From the moment we stepped onto campus, our coaches emphasized time-management as a fundamental building block for success as a student-athlete at Vanderbilt. Depending on the sport, the fall and spring semesters are extremely chaotic based on each sport’s schedules. For soccer, our formal SEC season begins in August and continues until the end of November or early December. Throughout that four-month time period, we have late-night practices, early-morning conditioning, multi-day away games or tournaments. We also have a variety of other time-consuming activities, including individual workout sessions, team meetings and rehab. During the fall season, our soccer training hours are MWF 2:30 p.m.-5:30 p.m. and TR 8:00 a.m.-10:30 a.m. To accommodate these practice blocks, we scramble at the end of each semester to find classes that fulfill our academic requirements without conflicting with our strict soccer schedule.
Each athlete then works with his or her assigned academic advisor to generate the best schedule to satisfy both our academic and athletic responsibilities. As such, we’re responsible for organizing our time in a way that allows us to effectively juggle a full course load and a demanding training session; meanwhile, we also have to factor in enough time for homework, recovery treatment, a semblance of a “social” life and, if we’re lucky, a nap. Although the fall semester is far more hectic, the spring semester is not much easier. Without games on the weekends, we do have more flexibility with our free time, but we still have standards to achieve both in the classroom and on the soccer field (or in the weight room). As such, time-management is a critical skill to uphold the student-athlete lifestyle year around.
The athletic coaches and academic advisors understand that college athletics introduced a completely new set of responsibilities to our lives. To help with the jarring transition, every first-year student-athlete is assigned eight hours of study hall to be completed every week—unless noted otherwise by our academic advisors—in the academic facilities within McGugin center. Depending on the athlete’s cumulative GPA at the end of her freshman year, study hall hours are either reduced or eliminated entirely. During the first semester at Vandy, student-athletes must also meet with our advisor once a week to review any upcoming assignments, tests or midterms and create an agenda that describes how we intend to complete our work each day. Yes, these methods were tedious and sometimes more of a chore than they are helpful, but they were also a useful opportunity to practice time-management skills early on in our college careers. Having a quiet place to complete our schoolwork with other student-athletes is an added bonus. Long after freshman year, the skills we developed from mandatory study hall hours and weekly academic meetings remain and help us rise through the ranks of our Vanderbilt education.

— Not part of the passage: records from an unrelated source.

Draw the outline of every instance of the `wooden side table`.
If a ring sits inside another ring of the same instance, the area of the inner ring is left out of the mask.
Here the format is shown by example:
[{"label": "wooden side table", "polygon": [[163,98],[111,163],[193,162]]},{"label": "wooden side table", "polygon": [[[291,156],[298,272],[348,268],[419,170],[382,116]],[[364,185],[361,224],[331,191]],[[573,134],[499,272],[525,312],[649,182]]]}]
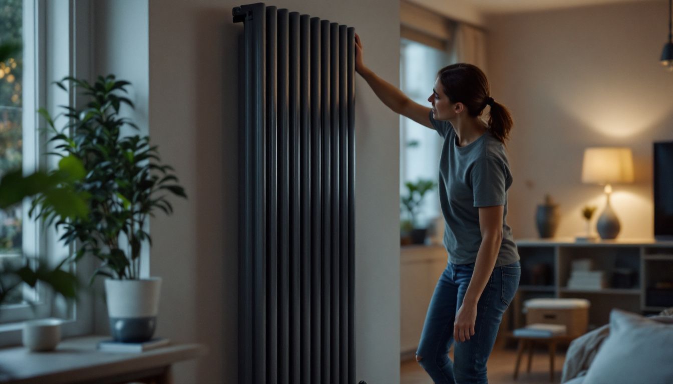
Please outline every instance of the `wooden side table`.
[{"label": "wooden side table", "polygon": [[96,349],[110,336],[65,339],[56,350],[30,352],[24,347],[0,349],[0,382],[7,384],[117,384],[129,381],[172,384],[171,366],[197,358],[208,348],[197,344],[172,344],[139,353]]},{"label": "wooden side table", "polygon": [[543,342],[547,344],[549,350],[549,381],[554,382],[554,357],[556,356],[556,346],[559,343],[567,343],[573,338],[567,336],[551,336],[548,338],[514,336],[519,340],[516,352],[516,364],[514,365],[514,379],[519,375],[519,365],[521,363],[521,356],[524,350],[528,348],[528,363],[526,372],[530,373],[530,364],[533,360],[533,344],[536,342]]}]

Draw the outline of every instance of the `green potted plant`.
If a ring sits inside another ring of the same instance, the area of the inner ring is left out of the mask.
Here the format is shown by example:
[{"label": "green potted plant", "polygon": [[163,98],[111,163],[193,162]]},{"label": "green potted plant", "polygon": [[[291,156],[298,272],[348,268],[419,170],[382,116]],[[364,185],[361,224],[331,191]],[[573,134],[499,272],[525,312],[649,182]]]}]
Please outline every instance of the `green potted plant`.
[{"label": "green potted plant", "polygon": [[[87,195],[73,188],[73,183],[84,176],[79,160],[65,157],[51,171],[38,171],[27,176],[22,174],[21,169],[16,169],[3,175],[0,180],[0,209],[14,207],[24,198],[35,197],[41,202],[44,212],[48,213],[45,215],[48,220],[65,221],[86,217]],[[65,260],[52,266],[47,260],[37,256],[24,257],[21,260],[3,260],[0,264],[0,305],[22,284],[34,288],[38,282],[66,299],[75,299],[79,282],[68,270],[67,262]]]},{"label": "green potted plant", "polygon": [[406,213],[407,218],[401,222],[403,235],[406,231],[411,237],[413,244],[422,244],[425,240],[427,227],[421,227],[417,223],[418,210],[423,199],[428,191],[437,186],[437,183],[431,180],[419,179],[415,183],[406,182],[407,194],[400,196],[402,210]]},{"label": "green potted plant", "polygon": [[[86,176],[75,186],[91,195],[87,219],[60,222],[66,244],[77,243],[75,260],[85,256],[100,262],[92,276],[104,276],[113,338],[120,342],[151,339],[156,326],[161,278],[141,278],[140,256],[143,245],[151,245],[146,231],[149,217],[157,210],[166,215],[173,208],[168,195],[186,198],[174,169],[161,163],[149,137],[122,135],[123,127],[138,129],[119,114],[126,104],[131,83],[114,75],[99,76],[94,83],[66,77],[57,85],[81,91],[87,102],[81,108],[62,106],[68,122],[59,130],[55,119],[40,109],[53,136],[56,148],[80,159]],[[62,156],[64,155],[56,154]]]}]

Every student-athlete, student, professor, administrator etc., understands the value of time-management. Some people, however, are definitely better than others at honing this particular skill. Nevertheless, I’ve seen from my experience how easily anyone can learn to develop useful time-management strategies tailored to her individual lifestyle. Exemplary time management skills are important for everyone to improve upon in order to succeed in finding a balance in life that ultimately affords us opportunities to both enjoy the things we love while getting work done.